Carlos Luis Morales Benítez (12 June 1965 – 22 June 2020) was a journalist and a football goalkeeper from Ecuador. He also served as elected prefect of Guayas Province.

Corruption scandals

On June 3, 2020, Carlos Luis Morales was detained in an investigation for alleged use of unfair influence in the acquisition of medical supplies, COVID-19 exams and masks.

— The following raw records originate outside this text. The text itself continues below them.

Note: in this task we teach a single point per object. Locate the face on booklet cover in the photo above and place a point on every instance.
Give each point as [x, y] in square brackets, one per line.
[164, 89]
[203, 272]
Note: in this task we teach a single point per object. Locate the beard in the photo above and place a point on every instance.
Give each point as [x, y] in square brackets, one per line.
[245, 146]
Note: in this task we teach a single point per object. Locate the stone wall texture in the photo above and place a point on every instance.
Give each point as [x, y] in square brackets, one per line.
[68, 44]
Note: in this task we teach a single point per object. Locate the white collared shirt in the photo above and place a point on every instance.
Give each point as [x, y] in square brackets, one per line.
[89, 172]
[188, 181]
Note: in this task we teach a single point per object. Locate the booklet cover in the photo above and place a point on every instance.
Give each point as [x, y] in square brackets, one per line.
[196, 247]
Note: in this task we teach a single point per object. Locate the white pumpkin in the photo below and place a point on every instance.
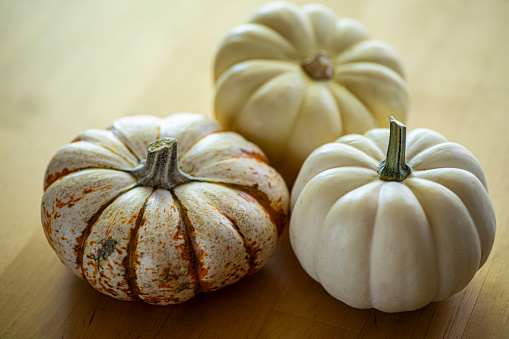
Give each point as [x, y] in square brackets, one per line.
[398, 243]
[294, 78]
[138, 220]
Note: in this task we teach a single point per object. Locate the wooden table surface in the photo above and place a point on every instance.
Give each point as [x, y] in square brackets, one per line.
[66, 66]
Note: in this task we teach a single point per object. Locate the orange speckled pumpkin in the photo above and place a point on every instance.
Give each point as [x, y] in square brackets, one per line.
[141, 217]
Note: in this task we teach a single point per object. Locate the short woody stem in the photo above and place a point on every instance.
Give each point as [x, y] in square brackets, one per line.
[318, 66]
[394, 167]
[161, 168]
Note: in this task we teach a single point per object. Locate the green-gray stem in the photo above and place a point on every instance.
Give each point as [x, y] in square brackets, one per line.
[394, 167]
[319, 66]
[161, 168]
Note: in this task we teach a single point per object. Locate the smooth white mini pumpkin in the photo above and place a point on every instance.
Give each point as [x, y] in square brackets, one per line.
[390, 234]
[294, 78]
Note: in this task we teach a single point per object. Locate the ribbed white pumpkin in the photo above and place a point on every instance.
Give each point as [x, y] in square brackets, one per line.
[138, 220]
[388, 244]
[294, 78]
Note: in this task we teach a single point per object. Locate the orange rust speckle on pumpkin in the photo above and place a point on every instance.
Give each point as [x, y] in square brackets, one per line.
[191, 252]
[275, 209]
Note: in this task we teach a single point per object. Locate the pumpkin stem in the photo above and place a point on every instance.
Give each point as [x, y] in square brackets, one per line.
[319, 66]
[161, 168]
[394, 167]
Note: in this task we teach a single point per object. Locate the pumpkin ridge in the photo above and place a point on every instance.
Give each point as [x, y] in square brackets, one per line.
[190, 249]
[79, 249]
[284, 151]
[277, 216]
[196, 142]
[78, 139]
[119, 136]
[250, 251]
[235, 118]
[130, 260]
[464, 205]
[425, 214]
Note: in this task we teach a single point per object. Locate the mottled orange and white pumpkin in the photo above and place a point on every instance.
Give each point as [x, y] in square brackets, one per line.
[139, 217]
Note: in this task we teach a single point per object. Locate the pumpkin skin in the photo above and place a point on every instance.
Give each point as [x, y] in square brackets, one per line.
[133, 238]
[269, 89]
[394, 246]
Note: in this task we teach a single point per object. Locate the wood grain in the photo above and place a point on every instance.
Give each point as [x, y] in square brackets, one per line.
[66, 66]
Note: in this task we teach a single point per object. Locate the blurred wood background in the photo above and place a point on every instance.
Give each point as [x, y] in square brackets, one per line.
[69, 65]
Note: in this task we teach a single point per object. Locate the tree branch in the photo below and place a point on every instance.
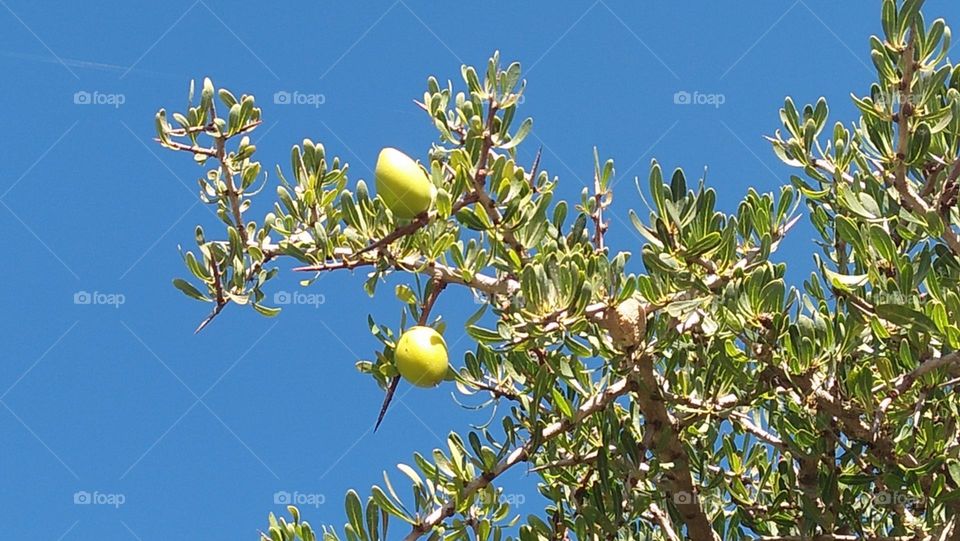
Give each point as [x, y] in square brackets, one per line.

After 5 hours of persecution and police search, he was detained in San Isidro, a citadel on the road to Samborondón, after several houses were raided in the sector before he was captured, within investigations for alleged traffic crimes, of influence and embezzlement. The situation worsened after Morales presented 17 contracts  in which his wife, Sandra Arcos, and his wife's children, Xavier and Andrés Vélez, fugitives from justice,
involved in the awards, were involved in contracts with surcharges during the health emergency of COVID-19.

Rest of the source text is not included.